Visually, Reanimal is one of the more convincing showcases yet for Unreal Engine 5 on Switch 2. The resolution target appears to be a dynamic 1440p when docked, with occasional dips during heavier effects, and a crisper-than-Switch portable presentation that still holds onto core visual flourishes. Lumen-powered lighting sells the mood: lanterns bleed into pools of water, fog catches in the air around rusted beams, and shadows stretch convincingly as monsters sweep their searchlights. Texture quality understandably pulls back in the far distance compared with footage from PS5 and Series X, but close-up materials like soaked wood, rope, and fabric coats look surprisingly rich for a handheld-focused device.

Performance in the demo is mostly stable at 60 frames per second with occasional drops during set-piece moments, like a chase through a tilting pier where geometry collapses into the sea. These dips are short and do not derail inputs, but they are noticeable enough that performance purists may watch the final build closely. In handheld mode the frame rate seems more firmly locked, suggesting some of the heavier visual settings relax when running off the smaller screen.

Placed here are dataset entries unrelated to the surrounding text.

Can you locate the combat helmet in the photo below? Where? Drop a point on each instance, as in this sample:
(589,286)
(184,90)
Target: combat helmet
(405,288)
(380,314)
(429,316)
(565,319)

Crucially for a horror game that relies on precise timing in chases and stealth, input latency feels tight. Character acceleration and jump arcs are far closer to Little Nightmares II than some of the looser big-budget horror games of recent years. My only real gripe is camera stubbornness in tight interior spaces. The directed camera is a big part of the game’s vibe, but there were moments in the barn where I wanted a little more tilt to see a patrolling enemy clearly. Whether that tension is clever design or mild frustration will depend on your appetite for feeling somewhat helpless.

Tarsier’s creature design is on point too. The demo’s showcase antagonist is a towering figure with elongated arms wrapped in butcher’s aprons, its head obscured by a crude animal mask, a clear echo of Reanimal’s mask-centric visual identity. Its patrols are scripted but not fully predictable. It pauses to sniff the air, lingers on objects you have moved, and occasionally glances toward hiding spots even when you have not made an obvious mistake. In co-op, we ended up whispering anyway, even though the Switch 2’s microphone has nothing to do with detection.

One of the more interesting tensions that emerges between solo and co-op play is emotional rather than mechanical. In solo, you feel more like a caretaker, shepherding your AI sibling through horror they cannot fully control. Every stumble is on you. In co-op, that responsibility diffuses. You joke, you blame one another for blown stealth, you share the relief when a plan comes together. The same scenes carry a different emotional temperature depending on your mode, and the demo hints Tarsier knows this. Certain animations, like the kids clutching each other’s hands or bracing against doorways together, hit harder when you know there is another person holding the other Joy-Con.

If there is a lingering concern from this demo, it is whether Reanimal can keep evolving its scenarios across a full campaign. The basic ingredients are potent: directed camera, two vulnerable bodies, flexible spaces. To avoid repetition, the final game will need to keep remixing those elements with new traversal tools, enemy types, and puzzle wrinkles. The Nintendo Switch 2 slice hints at more, teasing higher vertical spaces and multi-layered rooms behind locked gates, but it stops just short of fully revealing how deep those systems go.

Right now, though, Reanimal on Switch 2 looks and feels ready. Technically, the port is strong enough to stand alongside the bigger boxes, and structurally, the demo suggests Tarsier has found a smart way to expand Little Nightmares-style horror into something more open and social without losing its oppressive soul. Whether you are planning to play alone or with a partner, this is one of the most interesting reasons yet to keep a close eye on Nintendo’s new hardware schedule next month.